Average eye tracking delays of all tested HMD eye trackers in comparison to the EOG. The eye tracking delays of the second test confirm previous results. The Tobii XR SDK did not make a difference for the delays of the Vive Pro Eye.
HMD = head-mounted display; EOG = electrooculography.
Discussion
We measured tracker delays and end-to-end latencies of three HMD eye trackers in comparison to EOG. The Fove-0 had the lowest tracker delay in both tests (15 and 16 ms) and an end-to-end latency of 45 ms. The Varjo VR-1 had an eye tracking delay of 36 and 35 ms and an end-to-end latency of 57 ms. The Vive Pro Eye, either with its native SDK or with the Tobii SDK, was considerably slower with tracker delay of 50 ms and an end-to-end latency of 80 ms.
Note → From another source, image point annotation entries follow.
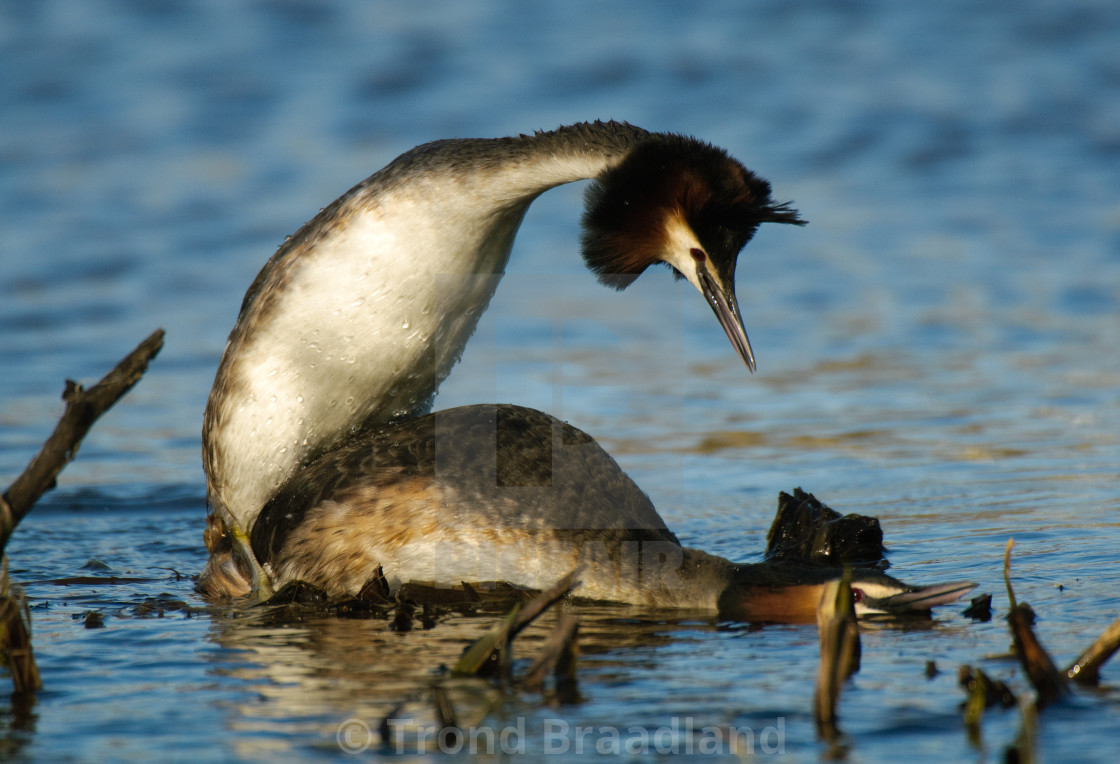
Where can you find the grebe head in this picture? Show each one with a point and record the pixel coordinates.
(684, 203)
(786, 592)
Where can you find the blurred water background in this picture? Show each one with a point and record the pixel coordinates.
(938, 347)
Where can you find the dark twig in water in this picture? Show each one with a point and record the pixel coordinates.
(558, 654)
(839, 637)
(491, 655)
(83, 408)
(1086, 669)
(1048, 682)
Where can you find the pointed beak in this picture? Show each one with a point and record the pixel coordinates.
(918, 599)
(726, 306)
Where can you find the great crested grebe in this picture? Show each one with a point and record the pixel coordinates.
(319, 462)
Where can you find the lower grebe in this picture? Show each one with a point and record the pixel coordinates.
(502, 493)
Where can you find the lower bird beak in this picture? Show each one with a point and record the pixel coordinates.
(726, 306)
(917, 599)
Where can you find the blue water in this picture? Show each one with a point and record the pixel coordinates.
(938, 347)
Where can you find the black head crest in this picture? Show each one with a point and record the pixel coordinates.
(668, 178)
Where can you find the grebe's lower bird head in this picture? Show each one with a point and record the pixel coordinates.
(684, 203)
(361, 314)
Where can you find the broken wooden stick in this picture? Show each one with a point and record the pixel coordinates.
(83, 407)
(839, 637)
(1086, 669)
(1044, 676)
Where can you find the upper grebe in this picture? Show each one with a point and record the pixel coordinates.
(356, 319)
(504, 493)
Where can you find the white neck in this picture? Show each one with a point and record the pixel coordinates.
(357, 317)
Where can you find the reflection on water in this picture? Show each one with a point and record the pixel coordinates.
(938, 347)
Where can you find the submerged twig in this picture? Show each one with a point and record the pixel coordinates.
(1086, 669)
(558, 654)
(16, 652)
(491, 654)
(83, 407)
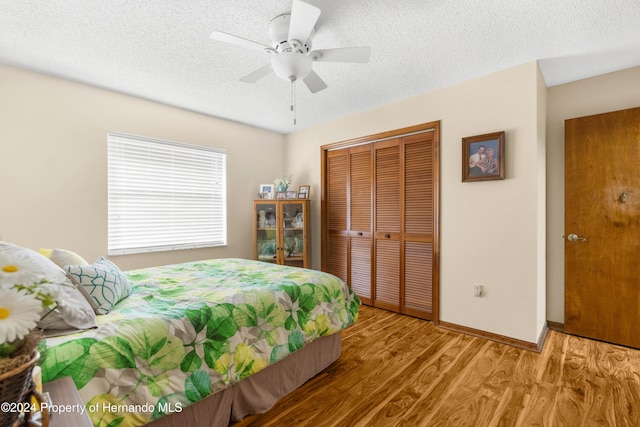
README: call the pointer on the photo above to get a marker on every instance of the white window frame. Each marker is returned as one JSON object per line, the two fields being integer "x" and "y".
{"x": 164, "y": 195}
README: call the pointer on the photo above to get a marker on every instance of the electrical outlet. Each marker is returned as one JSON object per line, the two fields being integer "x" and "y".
{"x": 477, "y": 290}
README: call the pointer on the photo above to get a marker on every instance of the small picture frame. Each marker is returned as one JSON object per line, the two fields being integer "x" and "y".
{"x": 303, "y": 191}
{"x": 266, "y": 190}
{"x": 483, "y": 157}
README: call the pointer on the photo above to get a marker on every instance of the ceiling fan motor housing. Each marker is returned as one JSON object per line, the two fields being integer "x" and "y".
{"x": 279, "y": 35}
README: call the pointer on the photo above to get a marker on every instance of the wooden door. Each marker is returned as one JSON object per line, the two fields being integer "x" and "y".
{"x": 360, "y": 219}
{"x": 349, "y": 202}
{"x": 418, "y": 225}
{"x": 337, "y": 169}
{"x": 602, "y": 227}
{"x": 388, "y": 214}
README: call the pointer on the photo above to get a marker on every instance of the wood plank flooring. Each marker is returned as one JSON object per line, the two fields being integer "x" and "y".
{"x": 401, "y": 371}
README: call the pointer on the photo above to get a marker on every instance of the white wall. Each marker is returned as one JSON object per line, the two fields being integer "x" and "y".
{"x": 609, "y": 92}
{"x": 491, "y": 232}
{"x": 53, "y": 165}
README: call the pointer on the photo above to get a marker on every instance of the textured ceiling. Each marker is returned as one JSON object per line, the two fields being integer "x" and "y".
{"x": 161, "y": 50}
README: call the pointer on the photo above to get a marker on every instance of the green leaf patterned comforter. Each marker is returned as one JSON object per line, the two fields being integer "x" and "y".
{"x": 189, "y": 330}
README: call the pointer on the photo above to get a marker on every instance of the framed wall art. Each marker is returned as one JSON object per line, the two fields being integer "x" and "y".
{"x": 483, "y": 157}
{"x": 266, "y": 191}
{"x": 303, "y": 191}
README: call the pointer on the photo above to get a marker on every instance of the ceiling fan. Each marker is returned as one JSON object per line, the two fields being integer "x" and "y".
{"x": 291, "y": 55}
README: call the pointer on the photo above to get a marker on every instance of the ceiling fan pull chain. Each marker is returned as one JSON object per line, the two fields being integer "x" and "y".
{"x": 293, "y": 98}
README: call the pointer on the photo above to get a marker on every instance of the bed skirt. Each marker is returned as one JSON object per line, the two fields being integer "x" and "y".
{"x": 259, "y": 392}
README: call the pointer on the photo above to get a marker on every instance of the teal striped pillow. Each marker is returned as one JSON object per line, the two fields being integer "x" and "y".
{"x": 102, "y": 283}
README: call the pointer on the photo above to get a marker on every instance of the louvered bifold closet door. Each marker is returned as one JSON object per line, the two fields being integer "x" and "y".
{"x": 360, "y": 213}
{"x": 418, "y": 225}
{"x": 387, "y": 218}
{"x": 338, "y": 238}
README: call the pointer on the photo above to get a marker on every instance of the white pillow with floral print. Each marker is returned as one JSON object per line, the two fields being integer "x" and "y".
{"x": 25, "y": 266}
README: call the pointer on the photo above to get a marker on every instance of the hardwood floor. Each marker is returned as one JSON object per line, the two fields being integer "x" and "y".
{"x": 401, "y": 371}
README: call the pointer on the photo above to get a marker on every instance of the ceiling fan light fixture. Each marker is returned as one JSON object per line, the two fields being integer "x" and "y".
{"x": 290, "y": 64}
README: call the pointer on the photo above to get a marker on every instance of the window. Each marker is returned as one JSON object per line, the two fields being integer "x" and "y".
{"x": 164, "y": 195}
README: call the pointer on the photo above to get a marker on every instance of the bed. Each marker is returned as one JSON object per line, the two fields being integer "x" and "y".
{"x": 204, "y": 343}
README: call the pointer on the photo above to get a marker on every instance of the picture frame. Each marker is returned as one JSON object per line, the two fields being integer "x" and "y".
{"x": 266, "y": 189}
{"x": 483, "y": 157}
{"x": 303, "y": 191}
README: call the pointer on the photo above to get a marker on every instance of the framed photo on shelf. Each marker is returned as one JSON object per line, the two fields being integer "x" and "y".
{"x": 483, "y": 157}
{"x": 303, "y": 191}
{"x": 266, "y": 191}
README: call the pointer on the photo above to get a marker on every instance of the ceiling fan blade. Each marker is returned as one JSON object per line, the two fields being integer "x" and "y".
{"x": 230, "y": 38}
{"x": 303, "y": 18}
{"x": 314, "y": 82}
{"x": 257, "y": 75}
{"x": 343, "y": 54}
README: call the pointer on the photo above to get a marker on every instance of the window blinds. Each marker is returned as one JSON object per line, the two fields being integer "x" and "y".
{"x": 164, "y": 195}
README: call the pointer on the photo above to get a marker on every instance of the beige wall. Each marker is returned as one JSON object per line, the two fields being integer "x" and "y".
{"x": 492, "y": 232}
{"x": 53, "y": 177}
{"x": 609, "y": 92}
{"x": 53, "y": 165}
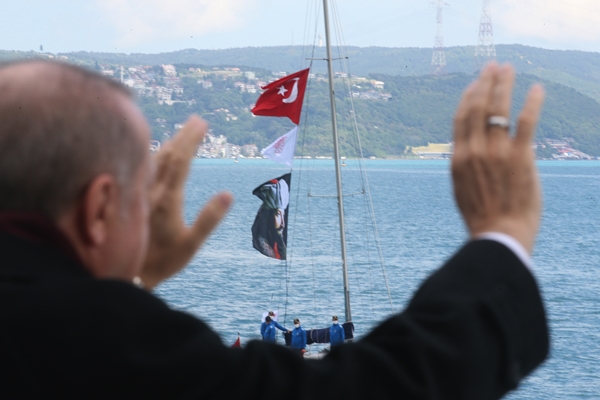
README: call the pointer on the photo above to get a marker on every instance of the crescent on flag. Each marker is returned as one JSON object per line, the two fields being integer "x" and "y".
{"x": 281, "y": 100}
{"x": 294, "y": 94}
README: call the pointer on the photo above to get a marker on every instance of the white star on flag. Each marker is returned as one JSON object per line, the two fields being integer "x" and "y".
{"x": 282, "y": 149}
{"x": 282, "y": 90}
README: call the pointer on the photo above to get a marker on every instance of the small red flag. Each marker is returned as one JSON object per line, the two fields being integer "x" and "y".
{"x": 283, "y": 98}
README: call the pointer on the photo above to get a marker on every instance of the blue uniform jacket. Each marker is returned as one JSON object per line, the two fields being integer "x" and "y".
{"x": 298, "y": 338}
{"x": 336, "y": 334}
{"x": 274, "y": 323}
{"x": 269, "y": 334}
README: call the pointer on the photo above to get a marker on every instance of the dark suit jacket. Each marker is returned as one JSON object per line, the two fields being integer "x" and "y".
{"x": 473, "y": 330}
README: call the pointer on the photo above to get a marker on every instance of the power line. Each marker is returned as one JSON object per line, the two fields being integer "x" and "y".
{"x": 438, "y": 60}
{"x": 485, "y": 50}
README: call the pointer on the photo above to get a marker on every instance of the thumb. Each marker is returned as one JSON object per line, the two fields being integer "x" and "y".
{"x": 210, "y": 216}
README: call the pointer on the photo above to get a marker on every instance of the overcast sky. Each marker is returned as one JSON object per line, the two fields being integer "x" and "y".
{"x": 153, "y": 26}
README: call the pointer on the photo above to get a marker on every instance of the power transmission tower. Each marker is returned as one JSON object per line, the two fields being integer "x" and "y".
{"x": 485, "y": 50}
{"x": 438, "y": 61}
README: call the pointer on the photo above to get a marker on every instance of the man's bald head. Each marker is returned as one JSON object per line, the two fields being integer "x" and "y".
{"x": 61, "y": 126}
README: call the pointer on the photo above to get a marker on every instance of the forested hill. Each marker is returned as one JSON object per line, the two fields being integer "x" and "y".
{"x": 577, "y": 69}
{"x": 419, "y": 112}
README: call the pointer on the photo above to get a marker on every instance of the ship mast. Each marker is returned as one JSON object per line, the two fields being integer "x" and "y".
{"x": 338, "y": 171}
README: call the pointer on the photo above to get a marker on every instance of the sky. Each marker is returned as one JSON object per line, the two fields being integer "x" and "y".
{"x": 155, "y": 26}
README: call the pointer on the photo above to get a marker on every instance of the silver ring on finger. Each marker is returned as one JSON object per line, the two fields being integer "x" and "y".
{"x": 498, "y": 121}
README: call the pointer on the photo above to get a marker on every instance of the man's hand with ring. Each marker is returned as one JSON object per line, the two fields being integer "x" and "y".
{"x": 495, "y": 179}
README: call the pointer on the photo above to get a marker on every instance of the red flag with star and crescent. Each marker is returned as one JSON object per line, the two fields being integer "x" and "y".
{"x": 283, "y": 98}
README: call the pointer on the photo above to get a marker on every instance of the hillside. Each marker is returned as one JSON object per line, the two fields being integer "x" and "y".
{"x": 577, "y": 69}
{"x": 419, "y": 112}
{"x": 416, "y": 110}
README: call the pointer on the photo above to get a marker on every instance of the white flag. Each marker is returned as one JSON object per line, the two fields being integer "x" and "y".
{"x": 282, "y": 150}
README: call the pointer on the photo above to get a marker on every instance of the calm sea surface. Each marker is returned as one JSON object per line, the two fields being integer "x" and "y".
{"x": 229, "y": 284}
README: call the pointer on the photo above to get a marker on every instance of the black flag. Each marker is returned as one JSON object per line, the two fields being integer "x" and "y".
{"x": 269, "y": 231}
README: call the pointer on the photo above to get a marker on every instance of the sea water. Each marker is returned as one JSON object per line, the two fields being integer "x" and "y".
{"x": 230, "y": 285}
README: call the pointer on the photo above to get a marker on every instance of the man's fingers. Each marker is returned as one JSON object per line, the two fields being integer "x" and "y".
{"x": 461, "y": 125}
{"x": 529, "y": 116}
{"x": 502, "y": 93}
{"x": 480, "y": 107}
{"x": 210, "y": 216}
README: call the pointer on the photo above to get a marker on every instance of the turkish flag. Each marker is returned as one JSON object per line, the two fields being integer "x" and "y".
{"x": 283, "y": 98}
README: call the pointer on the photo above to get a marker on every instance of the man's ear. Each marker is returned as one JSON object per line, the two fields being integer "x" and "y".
{"x": 100, "y": 207}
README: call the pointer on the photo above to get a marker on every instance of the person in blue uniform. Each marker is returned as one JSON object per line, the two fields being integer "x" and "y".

The values of the Vive are out of the range suitable for gaze-contingent experiments (Loschky & McConkie, 2000). The latencies achieved by the Fove-0 or the Varjo VR-1 appear more suitable to such tasks (Loschky & Wolverton, 2007).
We do not know what causes the differences in tracker delay between the devices. One possibility, other than hardware differences, might be extensive low-pass filtering of the eye position data in the SDK. Such filtering reduces spatial noise (which might allow more accurate gaze position estimation) at the cost of latency. It may thus be that different manufactures put different emphasis on spatial versus temporal accuracy for different use cases. Indeed, we noticed informally that a recent software update (Version 0.17) of the Fove-0 SDK, which was advertised to improve spatial accuracy, produced longer delays than the ones we measured here. Any trade-off between spatial and temporal accuracy would be different for different research applications. Because using an HMD as gaze-contingent display has different requirements regarding spatial filtering and latency than using it for the analysis of fixation distribution, for researchers and developers, it is highly desirable to get full access to filtering and raw data from each eye tracking sample with minimal delay.
Our measurements of delay and latency were taken in comparison to EOG. The EOG operates in principle without any delay because it measures changes in electrical voltage directly produced by the change in orientation of the eyeball. However, the digitization of the EOG signal adds a small delay also to the EOG data. For accurate delay estimates of the HMDs, the delay introduced by the EOG needs to be taken into account. We cannot truly measure this delay, but based on the sampling rates we used, it should be on the order of 1 or 2 ms. This is consistent with the delay measured between the EOG and the Eyelink, our reference system, which came to a mean of 0 ms. As the Eyelink is expected to have a delay of 1.8 ms (SR Research Ltd., 2009), the delay of the EOG sampling should be in the same range. Given the size of the measured effects and the assumption that the delay of the EOG should be the same for all HMDs, this does not affect our results.
In placing the photodiode for the measurement of end-to-end latency, we aimed for similar layouts of the photodiode in each subject and device. However, there is some variance resulting from different head shapes of the subjects who took part in the study. Moreover, the pixel matrix of different HMDs might be refreshed with timing differences between the first and the last pixel. However, this could create at maximum a difference between two systems of one inter frame interval (e.g., 11 ms at 90 Hz) and thus cannot explain the differences we found between devices.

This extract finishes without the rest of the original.